Langkah ini menandai perubahan haluan yang signifikan bagi Spurs yang musim lalu finis di peringkat kelima—sebuah lonjakan besar setelah nyaris terdegradasi pada musim sebelumnya. Selain Sombath, Tottenham juga mengamankan jasa penyerang Shekiera Martinez dan Kirsty Hanson, bek Caitlin Dijkstra, gelandang Victoria Pelova, serta kiper Selma Panengstuen. Manajer Martin Ho, yang ditunjuk pada Juli 2025, menegaskan bahwa target utama klub adalah bersaing dengan tim-tim papan atas WSL dan membangun skuad yang layak tampil di kompetisi Eropa.
Yang menarik, keberhasilan Tottenham di bursa transfer ini tidak lepas dari perencanaan matang yang dimulai sejak Ho bergabung. Klub telah memiliki rencana rekrutmen 12 bulan dan berhasil menandatangani semua target utama pada Januari, bahkan sebelum jendela transfer musim panas ditutup pada 3 September. Direktur pelaksana Andy Rogers, yang telah 24 tahun mengabdi di Spurs, memimpin langsung negosiasi musim panas ini sebelum ia mengundurkan diri. Rogers ingin memastikan transisi kepemimpinan berjalan mulus dan klub dalam posisi kuat.

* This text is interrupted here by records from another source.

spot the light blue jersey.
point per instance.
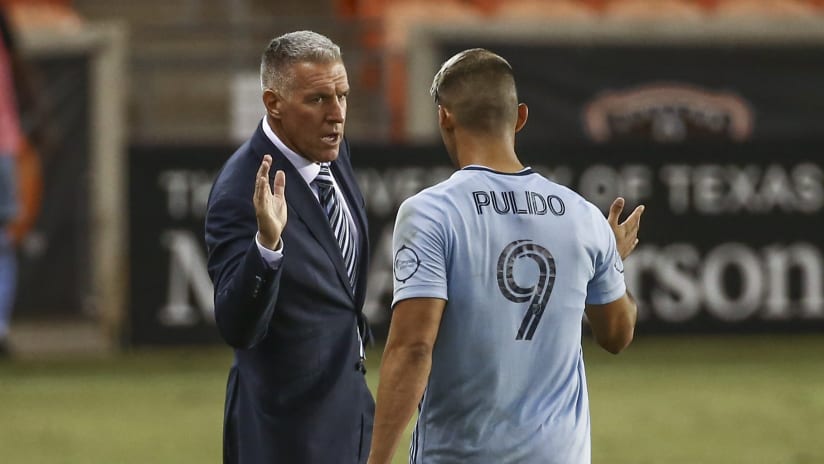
(516, 256)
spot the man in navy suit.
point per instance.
(288, 295)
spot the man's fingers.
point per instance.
(280, 184)
(615, 211)
(634, 219)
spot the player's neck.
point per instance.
(496, 153)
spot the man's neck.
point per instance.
(496, 153)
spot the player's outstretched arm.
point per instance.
(613, 324)
(407, 360)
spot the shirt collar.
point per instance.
(307, 169)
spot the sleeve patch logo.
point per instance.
(406, 264)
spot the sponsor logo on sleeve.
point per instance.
(406, 264)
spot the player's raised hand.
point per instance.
(626, 233)
(270, 204)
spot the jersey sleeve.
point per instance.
(607, 285)
(419, 251)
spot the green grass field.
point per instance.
(682, 400)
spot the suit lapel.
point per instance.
(302, 205)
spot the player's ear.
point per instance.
(523, 113)
(272, 102)
(445, 118)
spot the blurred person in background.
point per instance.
(494, 269)
(11, 142)
(289, 295)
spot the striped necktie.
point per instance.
(338, 219)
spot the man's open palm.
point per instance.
(626, 233)
(270, 204)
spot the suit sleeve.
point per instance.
(245, 287)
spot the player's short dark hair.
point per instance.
(478, 86)
(289, 49)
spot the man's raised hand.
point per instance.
(270, 204)
(626, 233)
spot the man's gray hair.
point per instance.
(289, 49)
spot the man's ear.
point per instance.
(445, 118)
(272, 102)
(523, 114)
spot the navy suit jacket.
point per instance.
(296, 391)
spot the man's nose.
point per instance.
(337, 111)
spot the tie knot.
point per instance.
(324, 175)
(324, 178)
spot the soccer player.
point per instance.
(494, 269)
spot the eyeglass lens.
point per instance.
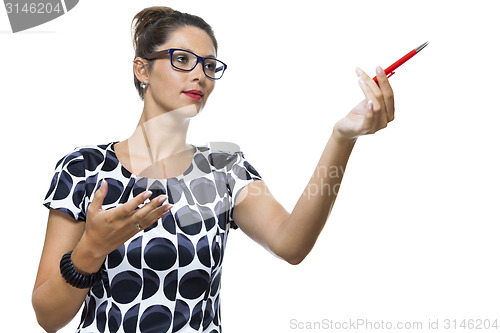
(187, 61)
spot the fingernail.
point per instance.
(162, 199)
(370, 105)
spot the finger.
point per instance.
(369, 119)
(373, 93)
(387, 92)
(370, 89)
(99, 196)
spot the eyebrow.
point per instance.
(187, 49)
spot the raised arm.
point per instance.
(55, 301)
(292, 236)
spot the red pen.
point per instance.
(389, 71)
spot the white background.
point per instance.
(414, 232)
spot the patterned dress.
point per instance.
(167, 277)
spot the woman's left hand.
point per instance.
(373, 113)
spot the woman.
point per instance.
(137, 229)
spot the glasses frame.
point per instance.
(170, 52)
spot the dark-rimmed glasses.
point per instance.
(185, 60)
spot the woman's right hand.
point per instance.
(106, 230)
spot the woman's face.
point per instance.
(171, 89)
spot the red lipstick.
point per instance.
(194, 94)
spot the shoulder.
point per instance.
(222, 155)
(84, 158)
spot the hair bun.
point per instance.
(147, 17)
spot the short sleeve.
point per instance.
(68, 185)
(241, 174)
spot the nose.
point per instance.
(197, 73)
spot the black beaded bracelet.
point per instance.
(75, 278)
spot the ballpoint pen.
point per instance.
(389, 71)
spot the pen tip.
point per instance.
(418, 49)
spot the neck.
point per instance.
(159, 136)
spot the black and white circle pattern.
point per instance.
(166, 278)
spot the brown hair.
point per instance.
(152, 27)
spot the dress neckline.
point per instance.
(184, 173)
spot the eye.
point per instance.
(182, 58)
(210, 65)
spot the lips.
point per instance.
(194, 94)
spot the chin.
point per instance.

Namun, jalan menuju Eropa tidaklah mudah. Hanya tiga tim teratas WSL yang berhak tampil di Liga Champions Wanita, dan posisi itu selama ini didominasi Arsenal, Chelsea, Manchester City, dan Manchester United. Tottenham juga harus bersaing dengan London City Lionesses dan Brighton yang sama-sama gencar berbelanja. Meski demikian, Spurs percaya diri karena investasi mereka bertepatan dengan era di mana regulasi keuangan dan batas gaji di sepak bola wanita masih longgar, memberi ruang bagi klub untuk mengeluarkan dana besar.
Kebijakan belanja besar di tim wanita ini sejalan dengan agresivitas Tottenham di tim pria, yang musim lalu nyaris terdegradasi dari Premier League. Perubahan strategi ini tidak lepas dari pergantian petinggi klub: ketua Daniel Levy hengkang pada September 2025, dan Vinai Venkatesham, mantan CEO Arsenal yang sukses membesarkan tim wanita The Gunners, bergabung pada April 2025. Venkatesham diharapkan dapat mengulang kesuksesan serupa di Tottenham.
Salah satu tantangan terbesar yang masih menghantui Tottenham adalah rendahnya jumlah penonton. Rata-rata kehadiran di pertandingan WSL musim lalu hanya 1.734 orang—angka yang sudah termasuk laga-laga besar di stadion utama. Dengan perpaduan talenta muda Eropa seperti Gaupset dan Sombath serta pencetak gol berpengalaman seperti Hanson dan Martinez, Tottenham berharap dapat meningkatkan daya tarik tim dan membangun basis penggemar yang lebih besar. Pertanyaannya, akankah strategi belanja besar ini cukup untuk membawa Spurs ke panggung Eropa, atau justru menjadi bumerang jika target tidak tercapai?